Tesco’s announcement of an Easter-sized boiled egg as part of its new high protein range: tick. Simmons’ announcement of its first hotel – a disco-ball drenched Soho spot, with overnight karaoke and 24/7 happy hour – less so, given its struggle to keep just its nightclubs going, let alone any new ventures. Meanwhile, given the state of the nation, The Capitalist is yet to determine whether Drake & Morgan’s new ‘Guinness terrace’ in Canary Wharf – complete with a ‘Black Velvet’ cocktail that blends the black stuff with Prosecco – is a joke or not. Which may be the reason other PRs took an altogether more direct approach, with The Capitalist receiving more than one email seemingly inspired by the French yelling tradition with subject line ‘April Fool’s: [insert tepid joke]’. You know what they say about punchlines that need explaining…

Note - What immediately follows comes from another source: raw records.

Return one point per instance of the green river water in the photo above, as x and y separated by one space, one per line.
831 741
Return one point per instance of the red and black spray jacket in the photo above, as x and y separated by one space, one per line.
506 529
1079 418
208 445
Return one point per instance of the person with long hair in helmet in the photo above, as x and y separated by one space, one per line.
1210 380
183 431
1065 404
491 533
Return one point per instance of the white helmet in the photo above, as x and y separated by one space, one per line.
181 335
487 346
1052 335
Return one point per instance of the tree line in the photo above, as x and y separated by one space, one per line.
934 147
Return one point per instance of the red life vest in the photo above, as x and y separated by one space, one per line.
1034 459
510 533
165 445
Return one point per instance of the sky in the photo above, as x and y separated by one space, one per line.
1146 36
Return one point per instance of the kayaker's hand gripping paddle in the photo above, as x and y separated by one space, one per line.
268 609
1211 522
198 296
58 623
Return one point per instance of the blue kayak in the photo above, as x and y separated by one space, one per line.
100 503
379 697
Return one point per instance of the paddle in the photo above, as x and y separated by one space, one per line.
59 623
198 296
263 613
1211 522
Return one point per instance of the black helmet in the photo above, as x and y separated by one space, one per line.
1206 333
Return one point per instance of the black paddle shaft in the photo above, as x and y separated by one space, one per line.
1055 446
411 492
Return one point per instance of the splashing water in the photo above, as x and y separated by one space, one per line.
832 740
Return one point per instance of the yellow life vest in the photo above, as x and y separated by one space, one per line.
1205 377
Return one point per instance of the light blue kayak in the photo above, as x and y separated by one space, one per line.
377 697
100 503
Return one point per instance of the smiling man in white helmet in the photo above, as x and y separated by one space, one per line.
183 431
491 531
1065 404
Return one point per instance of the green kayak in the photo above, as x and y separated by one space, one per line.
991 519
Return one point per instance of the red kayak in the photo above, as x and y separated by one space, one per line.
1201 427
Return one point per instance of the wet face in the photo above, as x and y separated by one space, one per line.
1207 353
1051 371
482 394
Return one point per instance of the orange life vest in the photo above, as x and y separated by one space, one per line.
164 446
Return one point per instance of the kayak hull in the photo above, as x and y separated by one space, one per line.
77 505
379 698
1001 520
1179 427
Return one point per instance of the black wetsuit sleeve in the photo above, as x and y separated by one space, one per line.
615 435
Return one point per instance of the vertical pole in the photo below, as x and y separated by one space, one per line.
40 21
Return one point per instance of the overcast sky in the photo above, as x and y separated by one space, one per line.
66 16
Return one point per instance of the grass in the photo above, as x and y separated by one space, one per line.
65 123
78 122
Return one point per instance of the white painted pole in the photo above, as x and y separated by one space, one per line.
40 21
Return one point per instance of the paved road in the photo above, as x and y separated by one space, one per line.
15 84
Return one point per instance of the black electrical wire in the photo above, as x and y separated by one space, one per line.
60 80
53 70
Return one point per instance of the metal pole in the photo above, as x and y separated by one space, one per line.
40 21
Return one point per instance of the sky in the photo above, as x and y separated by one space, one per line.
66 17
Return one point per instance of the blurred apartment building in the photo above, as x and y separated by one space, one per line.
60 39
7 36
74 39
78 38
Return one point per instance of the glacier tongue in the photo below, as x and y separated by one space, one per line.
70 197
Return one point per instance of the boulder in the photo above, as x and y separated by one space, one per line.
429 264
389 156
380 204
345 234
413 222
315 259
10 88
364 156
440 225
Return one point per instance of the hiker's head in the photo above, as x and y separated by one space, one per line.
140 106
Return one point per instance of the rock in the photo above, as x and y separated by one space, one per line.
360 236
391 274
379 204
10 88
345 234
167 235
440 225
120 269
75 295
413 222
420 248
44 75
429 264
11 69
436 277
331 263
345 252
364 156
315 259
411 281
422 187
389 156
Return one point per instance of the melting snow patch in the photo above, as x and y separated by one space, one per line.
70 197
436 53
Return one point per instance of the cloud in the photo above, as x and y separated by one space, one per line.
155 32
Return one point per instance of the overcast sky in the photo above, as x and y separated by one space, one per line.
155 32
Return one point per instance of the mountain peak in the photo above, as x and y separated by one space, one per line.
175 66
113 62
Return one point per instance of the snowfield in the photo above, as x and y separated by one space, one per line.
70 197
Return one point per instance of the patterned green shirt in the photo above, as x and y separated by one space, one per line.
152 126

It’s not just annoying – it’s damn right insulting
Amid the ChatGPT age, sniffing out AI-written copy has become yet another chore added to The Capitalist’s already long list of editorial duties. But this week, the need for such diligence was once again validated, with The Capitalist faced with not one, not two, not three, but four fully AI-generated submissions in just one day. When alerting the ‘writers’ to the fact their copy had been flagged by our AI-detecting software, The Capitalist was met by not one, not two, not three, but four objecting replies all attesting their on-the-whole innocence, as they had “only” used the tech to “refine” their copy – they promise! Not to worry that the AI detector flagged all four submissions as “100 per cent AI-written with high confidence”, upon a quick email search to check if any of the accused had previously attempted such tomfoolery, The Capitalist was not surprised to find a repeat offender. Their most recent pitch? An argument against the use of AI in the workplace.
When you’re trying to explain something complex like the Bank of England’s strategy on interest rates, it’s tempting to reach for a football analogy. But to do this, it helps to know a thing or two about football. That could be the fatal flaw for chief market strategist for Europe, Middle East and Africa at JP Morgan Asset Management Karen Ward, when she wrote in the FT last week that the Bank was deploying the “Maradona effect.”
Football legend Maradona, Ward wrote, “would send other players off track while he proceeded straight down the middle of the pitch towards the goal.” Is that so? “The notion that Maradona just ran straight ahead is absurd,” one City AM reader observes.
Ward says she borrowed the phrase from former BoE governor Mervyn King. But did King know what he was on about? Such was his passion for football that the retired rate-setter went on to become… chair of the Marylebone Cricket Club.